So is now the time to grab the talent when you find it and the heck with cultural fit and all that touchy-feely stuff? Bad idea. It still only takes one missed fit to stunt innovation, increase dissention, lower morale and undermine productivity and some companies are being more careful than ever.
Rackspace CEO Lanham Napier said, “We’d rather miss a good one than hire a bad one.”
Kris Thompson, vice president of human resources at Lindblad Expeditions, a 500-employee adventure cruise company, said, “You can teach people any technical skill, but you can’t teach them how to be a kindhearted, generous-minded person with an open spirit.”
At KaBoom, a nonprofit that builds playgrounds, the board was hammering co-founder and CEO
Darell Hammond four years ago over the organization’s high employee turnover. “I rationalized that they were on the road too much, when in reality, it was the wrong fit in the wrong role.”
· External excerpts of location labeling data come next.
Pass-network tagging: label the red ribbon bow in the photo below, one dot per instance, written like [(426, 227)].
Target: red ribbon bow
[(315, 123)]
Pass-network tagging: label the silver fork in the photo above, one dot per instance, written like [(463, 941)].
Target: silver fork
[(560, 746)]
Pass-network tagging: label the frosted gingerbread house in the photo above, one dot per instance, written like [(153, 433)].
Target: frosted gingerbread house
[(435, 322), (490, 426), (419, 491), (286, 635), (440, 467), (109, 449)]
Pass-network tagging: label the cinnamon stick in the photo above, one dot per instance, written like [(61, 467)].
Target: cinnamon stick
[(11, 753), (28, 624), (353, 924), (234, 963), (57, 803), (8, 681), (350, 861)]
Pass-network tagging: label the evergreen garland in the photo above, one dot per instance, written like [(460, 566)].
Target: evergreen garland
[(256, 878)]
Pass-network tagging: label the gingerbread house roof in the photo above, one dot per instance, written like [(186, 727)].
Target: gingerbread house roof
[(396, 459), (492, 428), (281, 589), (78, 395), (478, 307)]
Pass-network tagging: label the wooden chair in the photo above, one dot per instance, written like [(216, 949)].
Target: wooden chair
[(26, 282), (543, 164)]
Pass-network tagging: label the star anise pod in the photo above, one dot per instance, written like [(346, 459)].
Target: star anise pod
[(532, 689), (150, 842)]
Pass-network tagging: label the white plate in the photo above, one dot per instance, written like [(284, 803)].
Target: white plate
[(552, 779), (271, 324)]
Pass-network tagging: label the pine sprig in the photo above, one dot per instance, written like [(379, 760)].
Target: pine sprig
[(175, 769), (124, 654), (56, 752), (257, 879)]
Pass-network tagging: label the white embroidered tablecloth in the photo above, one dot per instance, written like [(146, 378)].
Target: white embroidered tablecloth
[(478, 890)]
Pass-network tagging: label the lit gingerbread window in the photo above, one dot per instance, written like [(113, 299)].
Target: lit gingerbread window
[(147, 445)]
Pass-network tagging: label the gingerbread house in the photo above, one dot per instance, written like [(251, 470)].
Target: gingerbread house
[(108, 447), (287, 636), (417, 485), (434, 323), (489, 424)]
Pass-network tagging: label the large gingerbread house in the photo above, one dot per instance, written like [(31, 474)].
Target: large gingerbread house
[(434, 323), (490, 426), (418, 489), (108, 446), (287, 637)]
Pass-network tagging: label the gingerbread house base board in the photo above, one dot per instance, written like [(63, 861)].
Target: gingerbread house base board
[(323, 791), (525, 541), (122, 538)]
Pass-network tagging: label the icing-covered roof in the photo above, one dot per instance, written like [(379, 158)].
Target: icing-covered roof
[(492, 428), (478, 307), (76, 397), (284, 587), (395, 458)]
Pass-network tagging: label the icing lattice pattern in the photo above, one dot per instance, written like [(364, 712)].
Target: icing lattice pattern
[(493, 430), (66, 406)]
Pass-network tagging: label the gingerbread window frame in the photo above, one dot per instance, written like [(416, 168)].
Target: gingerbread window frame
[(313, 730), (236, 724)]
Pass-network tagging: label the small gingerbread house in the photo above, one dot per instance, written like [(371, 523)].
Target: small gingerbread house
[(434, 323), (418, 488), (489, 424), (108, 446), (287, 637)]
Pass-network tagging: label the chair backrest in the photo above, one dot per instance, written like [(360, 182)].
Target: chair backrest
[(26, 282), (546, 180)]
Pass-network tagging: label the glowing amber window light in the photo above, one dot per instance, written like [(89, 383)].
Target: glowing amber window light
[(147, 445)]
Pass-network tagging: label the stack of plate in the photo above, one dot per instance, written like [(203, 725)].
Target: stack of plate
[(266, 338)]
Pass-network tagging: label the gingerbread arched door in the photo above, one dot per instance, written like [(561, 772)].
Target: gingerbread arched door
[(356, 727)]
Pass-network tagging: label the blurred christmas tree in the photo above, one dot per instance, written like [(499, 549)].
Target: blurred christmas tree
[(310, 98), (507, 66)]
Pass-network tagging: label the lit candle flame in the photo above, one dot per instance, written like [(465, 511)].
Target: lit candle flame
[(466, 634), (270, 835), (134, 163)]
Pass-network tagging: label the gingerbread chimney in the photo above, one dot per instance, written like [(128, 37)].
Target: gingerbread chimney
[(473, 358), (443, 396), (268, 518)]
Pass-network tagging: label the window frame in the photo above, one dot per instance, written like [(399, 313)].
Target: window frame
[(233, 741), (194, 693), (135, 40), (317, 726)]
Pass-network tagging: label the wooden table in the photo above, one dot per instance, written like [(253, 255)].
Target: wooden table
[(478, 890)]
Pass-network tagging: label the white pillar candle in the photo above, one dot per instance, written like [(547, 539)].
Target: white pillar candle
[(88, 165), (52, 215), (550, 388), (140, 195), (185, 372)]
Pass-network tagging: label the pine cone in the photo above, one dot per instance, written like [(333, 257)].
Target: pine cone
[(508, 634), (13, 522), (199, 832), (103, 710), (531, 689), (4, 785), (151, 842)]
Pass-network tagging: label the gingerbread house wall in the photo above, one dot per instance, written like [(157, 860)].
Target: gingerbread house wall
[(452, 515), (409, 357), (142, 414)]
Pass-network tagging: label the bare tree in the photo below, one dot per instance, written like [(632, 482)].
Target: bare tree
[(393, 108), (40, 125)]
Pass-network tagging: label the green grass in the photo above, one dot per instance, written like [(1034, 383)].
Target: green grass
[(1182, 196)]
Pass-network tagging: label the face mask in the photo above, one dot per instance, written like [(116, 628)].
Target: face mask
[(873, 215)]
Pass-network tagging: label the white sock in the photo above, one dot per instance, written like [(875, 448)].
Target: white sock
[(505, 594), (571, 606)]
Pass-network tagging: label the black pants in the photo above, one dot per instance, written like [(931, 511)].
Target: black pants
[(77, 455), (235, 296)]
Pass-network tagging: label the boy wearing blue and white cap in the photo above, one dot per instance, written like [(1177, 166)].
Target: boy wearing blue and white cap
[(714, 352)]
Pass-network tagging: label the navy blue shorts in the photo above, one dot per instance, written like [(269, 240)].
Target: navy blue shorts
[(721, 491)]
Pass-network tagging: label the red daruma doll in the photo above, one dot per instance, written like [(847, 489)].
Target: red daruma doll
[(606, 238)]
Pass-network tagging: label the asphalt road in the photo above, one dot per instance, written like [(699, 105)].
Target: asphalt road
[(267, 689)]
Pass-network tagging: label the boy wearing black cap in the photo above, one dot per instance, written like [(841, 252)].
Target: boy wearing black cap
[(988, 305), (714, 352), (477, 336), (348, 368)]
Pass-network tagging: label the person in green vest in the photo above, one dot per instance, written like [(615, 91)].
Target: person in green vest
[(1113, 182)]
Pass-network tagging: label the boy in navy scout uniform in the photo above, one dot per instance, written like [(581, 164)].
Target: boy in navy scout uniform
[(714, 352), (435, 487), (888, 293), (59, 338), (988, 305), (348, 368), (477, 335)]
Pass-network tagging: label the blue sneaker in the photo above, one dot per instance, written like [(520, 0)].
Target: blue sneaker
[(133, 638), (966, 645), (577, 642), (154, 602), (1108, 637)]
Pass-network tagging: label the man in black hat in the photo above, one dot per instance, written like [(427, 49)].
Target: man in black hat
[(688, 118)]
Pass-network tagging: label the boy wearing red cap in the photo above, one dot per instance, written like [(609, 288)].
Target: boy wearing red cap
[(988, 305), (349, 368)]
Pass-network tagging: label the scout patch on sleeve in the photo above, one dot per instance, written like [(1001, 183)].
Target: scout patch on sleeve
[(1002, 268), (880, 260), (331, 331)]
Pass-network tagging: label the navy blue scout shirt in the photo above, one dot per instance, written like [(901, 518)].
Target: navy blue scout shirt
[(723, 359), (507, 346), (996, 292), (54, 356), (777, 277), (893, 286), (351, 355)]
These companies jump through hoops to turn people off, not on.
Rackspace – “They’re here for nine or ten hours,” Napier said. “We’re very cordial about it. We’re not aggressive, but we haven’t met a human being yet who has the stamina to BS us all day.”
Lindblad – It sends job applicants a DVD showing not one, but two shots of a crew member cleaning toilets. A dishwasher talks about washing 5,000 dishes in one day. “Be prepared to work your butt off,” another says. “It’s meant to scare you off,” company founder Sven Lindblad said. It does. After watching the DVD and hearing an unvarnished description of life onboard a Lindblad ship, the majority of applicants drop out, Thompson said.
KaBoom – sends prospective project managers to one of its four-day playground building trips, with the actual build on the last day involving 200 to 300 volunteers, many of whom have questions for KaBoom staff. “If they’re not easily approached, or they’re easily stressed—this is the way we find out and they find out if it’s not going to work.”
Having people who are synergistic with your culture won’t homogenize your organization. Culturally compatible doesn’t mean being identical any more than married couples are identical. It also has nothing to do with an organization’s diversity. If the team includes seven hard workers who take pride in being on time/in budget while the eighth member is a slacker who doesn’t care you’re going to have trouble sooner or later no matter how good the slacker’s skill set.